Following orders, Marc-Paul and Pascal had dispersed into the woods to live by hunting with friendly Indians and lodging with them over the winte
r. The Mobilian Indians took them in with generous hospitality, offering them sagamité and cakes of dried deer meet, and bearskin beds by fires kept burning through the night.
Unwelcome memories assaulted Marc-Paul. Flames licking the air, twisting and dancing together promiscuously. His belly burning with too much brandy. The taste of tobacco smoke still in his mouth. Soft fur beneath him. Long, smooth black hair entangled in his fingers. The crushing guilt when he woke up the next morning beside her.
Pascal never understood Marc-Paul’s regret. But then, Pascal had never fully subscribed to the teachings of the church. Marc-Paul, on the other hand, was devoted to both church and country. Not that he had a choice. Not that any of them did. To be French was to be Catholic. That was the law, by edict of King Louis XIV, for whom Louisiana was named. And Marc-Paul Girard obeyed the law, whether handed down by God or king.
Except for the times he didn’t.
Curled on her bed, Julianne pressed her hand against her stomach to still the pitching and yawing within. She’d already emptied it three times today. Surely there was nothing left. She closed her eyes and kept as still as possible, lest any hint of movement capsize her stomach.
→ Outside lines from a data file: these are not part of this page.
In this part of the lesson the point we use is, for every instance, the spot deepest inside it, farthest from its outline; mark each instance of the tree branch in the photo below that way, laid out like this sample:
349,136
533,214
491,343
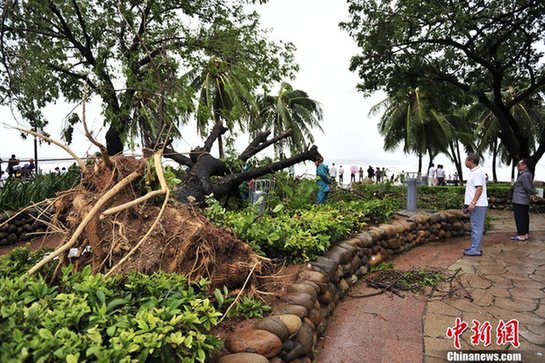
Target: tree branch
260,142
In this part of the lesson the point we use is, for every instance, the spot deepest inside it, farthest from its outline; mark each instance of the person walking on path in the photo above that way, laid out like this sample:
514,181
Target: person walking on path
370,172
431,175
475,203
341,174
353,172
523,192
322,180
333,171
12,163
440,172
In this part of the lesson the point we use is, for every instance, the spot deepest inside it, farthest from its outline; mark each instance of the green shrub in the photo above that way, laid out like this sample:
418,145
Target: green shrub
88,317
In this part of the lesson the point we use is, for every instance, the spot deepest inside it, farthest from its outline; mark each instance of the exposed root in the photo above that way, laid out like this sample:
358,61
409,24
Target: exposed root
126,231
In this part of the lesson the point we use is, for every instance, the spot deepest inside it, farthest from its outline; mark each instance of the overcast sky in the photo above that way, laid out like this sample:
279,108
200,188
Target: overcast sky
323,54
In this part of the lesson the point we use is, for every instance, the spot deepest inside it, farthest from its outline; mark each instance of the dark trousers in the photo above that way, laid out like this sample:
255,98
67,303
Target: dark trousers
522,218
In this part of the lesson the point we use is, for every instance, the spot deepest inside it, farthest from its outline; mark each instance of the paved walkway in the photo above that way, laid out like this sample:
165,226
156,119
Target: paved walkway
507,283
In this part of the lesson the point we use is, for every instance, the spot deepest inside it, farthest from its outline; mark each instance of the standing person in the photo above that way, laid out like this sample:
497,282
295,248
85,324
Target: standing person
322,180
353,172
476,202
431,175
523,192
370,172
333,171
12,163
440,172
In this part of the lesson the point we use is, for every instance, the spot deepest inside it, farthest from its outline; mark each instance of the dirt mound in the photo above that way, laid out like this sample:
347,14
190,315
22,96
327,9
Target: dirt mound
146,236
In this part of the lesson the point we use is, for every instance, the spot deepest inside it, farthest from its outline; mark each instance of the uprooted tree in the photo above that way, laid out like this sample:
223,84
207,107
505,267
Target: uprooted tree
127,230
197,183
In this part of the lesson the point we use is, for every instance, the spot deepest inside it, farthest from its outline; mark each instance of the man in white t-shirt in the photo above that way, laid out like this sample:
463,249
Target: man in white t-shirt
333,172
431,175
475,203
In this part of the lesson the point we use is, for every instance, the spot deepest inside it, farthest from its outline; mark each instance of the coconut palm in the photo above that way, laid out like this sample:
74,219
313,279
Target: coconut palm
224,96
529,115
407,119
289,109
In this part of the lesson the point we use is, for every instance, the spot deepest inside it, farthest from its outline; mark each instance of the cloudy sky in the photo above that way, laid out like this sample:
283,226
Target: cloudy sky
323,53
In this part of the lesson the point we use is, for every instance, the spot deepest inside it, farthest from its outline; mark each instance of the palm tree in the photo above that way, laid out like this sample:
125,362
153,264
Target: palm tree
224,96
529,114
289,109
407,119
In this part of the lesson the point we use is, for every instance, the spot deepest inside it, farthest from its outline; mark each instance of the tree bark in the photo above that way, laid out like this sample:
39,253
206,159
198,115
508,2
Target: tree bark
198,183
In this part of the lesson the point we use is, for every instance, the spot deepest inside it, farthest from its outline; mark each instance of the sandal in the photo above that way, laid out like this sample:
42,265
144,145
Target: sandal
519,238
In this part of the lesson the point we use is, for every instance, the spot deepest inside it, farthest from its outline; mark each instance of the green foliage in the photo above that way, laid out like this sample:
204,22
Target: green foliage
407,45
383,266
19,193
245,307
141,318
152,44
299,235
294,194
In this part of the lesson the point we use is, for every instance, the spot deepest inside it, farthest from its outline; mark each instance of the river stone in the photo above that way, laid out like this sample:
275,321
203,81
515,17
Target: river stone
305,337
315,316
243,358
375,259
435,217
339,254
365,238
292,322
302,288
354,242
329,270
282,309
299,299
394,243
308,322
311,284
325,298
343,285
254,341
318,278
274,325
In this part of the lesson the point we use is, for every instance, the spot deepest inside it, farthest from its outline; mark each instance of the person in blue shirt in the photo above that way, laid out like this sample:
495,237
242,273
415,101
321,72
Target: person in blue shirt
323,180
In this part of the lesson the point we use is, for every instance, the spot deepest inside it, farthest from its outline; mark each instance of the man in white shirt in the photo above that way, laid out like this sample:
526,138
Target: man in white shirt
333,172
431,175
475,203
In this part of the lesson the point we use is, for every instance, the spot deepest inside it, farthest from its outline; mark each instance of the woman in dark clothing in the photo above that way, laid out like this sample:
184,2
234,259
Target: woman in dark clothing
523,192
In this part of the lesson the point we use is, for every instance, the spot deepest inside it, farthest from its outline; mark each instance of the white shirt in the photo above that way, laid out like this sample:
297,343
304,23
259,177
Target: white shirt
475,179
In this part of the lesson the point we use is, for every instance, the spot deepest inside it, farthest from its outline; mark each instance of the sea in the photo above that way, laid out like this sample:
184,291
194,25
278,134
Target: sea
397,167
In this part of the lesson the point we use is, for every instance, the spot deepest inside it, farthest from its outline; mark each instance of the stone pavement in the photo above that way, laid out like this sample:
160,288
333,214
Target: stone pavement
508,282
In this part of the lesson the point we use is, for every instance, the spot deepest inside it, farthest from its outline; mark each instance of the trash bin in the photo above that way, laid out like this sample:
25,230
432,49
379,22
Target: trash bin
412,180
255,199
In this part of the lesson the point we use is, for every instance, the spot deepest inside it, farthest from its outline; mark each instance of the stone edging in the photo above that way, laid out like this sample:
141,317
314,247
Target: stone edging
291,332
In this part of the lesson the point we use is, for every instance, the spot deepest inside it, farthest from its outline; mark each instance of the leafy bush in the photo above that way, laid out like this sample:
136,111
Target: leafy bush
109,319
19,193
300,235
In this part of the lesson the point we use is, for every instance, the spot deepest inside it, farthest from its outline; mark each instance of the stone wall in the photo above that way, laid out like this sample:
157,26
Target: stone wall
20,227
290,333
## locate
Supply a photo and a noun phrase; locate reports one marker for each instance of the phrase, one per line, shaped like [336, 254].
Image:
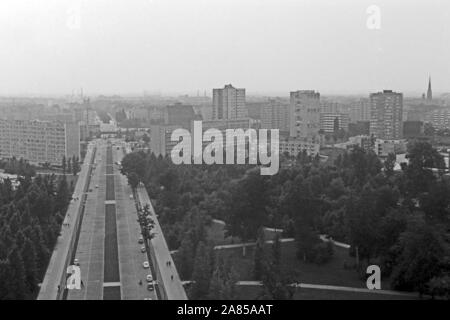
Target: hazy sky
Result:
[265, 46]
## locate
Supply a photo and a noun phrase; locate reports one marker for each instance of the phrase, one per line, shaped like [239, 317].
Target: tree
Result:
[69, 165]
[16, 281]
[62, 195]
[276, 250]
[185, 258]
[389, 164]
[202, 273]
[248, 210]
[421, 250]
[260, 256]
[422, 157]
[30, 265]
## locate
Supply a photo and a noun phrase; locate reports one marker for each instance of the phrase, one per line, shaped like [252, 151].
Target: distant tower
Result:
[429, 92]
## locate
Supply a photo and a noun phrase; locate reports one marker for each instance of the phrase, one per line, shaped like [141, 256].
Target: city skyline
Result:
[155, 46]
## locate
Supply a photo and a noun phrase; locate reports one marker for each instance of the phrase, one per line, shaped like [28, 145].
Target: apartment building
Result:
[439, 119]
[275, 115]
[304, 113]
[229, 103]
[39, 142]
[332, 122]
[294, 147]
[386, 114]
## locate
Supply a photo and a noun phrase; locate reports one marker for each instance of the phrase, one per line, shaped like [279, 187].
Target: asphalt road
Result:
[108, 251]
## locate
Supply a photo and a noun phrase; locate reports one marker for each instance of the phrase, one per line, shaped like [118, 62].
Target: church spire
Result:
[429, 92]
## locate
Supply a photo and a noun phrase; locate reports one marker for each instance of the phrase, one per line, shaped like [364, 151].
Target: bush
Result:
[322, 253]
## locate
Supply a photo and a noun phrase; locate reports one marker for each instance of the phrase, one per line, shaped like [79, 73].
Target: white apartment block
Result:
[304, 113]
[439, 119]
[360, 111]
[39, 142]
[275, 115]
[229, 103]
[160, 139]
[296, 146]
[383, 148]
[386, 115]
Alone in her cabin, as she had been since falling ill, Julianne had ample time to measure her loss. How strange, she thought, that even though she had not seen Benjamin for four years, his absence grated on her with unseemly clarity.
Footfalls sounded outside, preceding a knock on the door. “Julianne?” A quiet voice. “It’s Lisette. I’ve brought Francoise.”
“Just a moment.” The ropes stretching beneath her bedtick creaked as she slowly slid her legs over the edge and stood on the warm dirt floor. She crossed to the door to unlatch it, relieved that her stomach did not protest. The storm inside her seemed to have calmed, at least for the moment.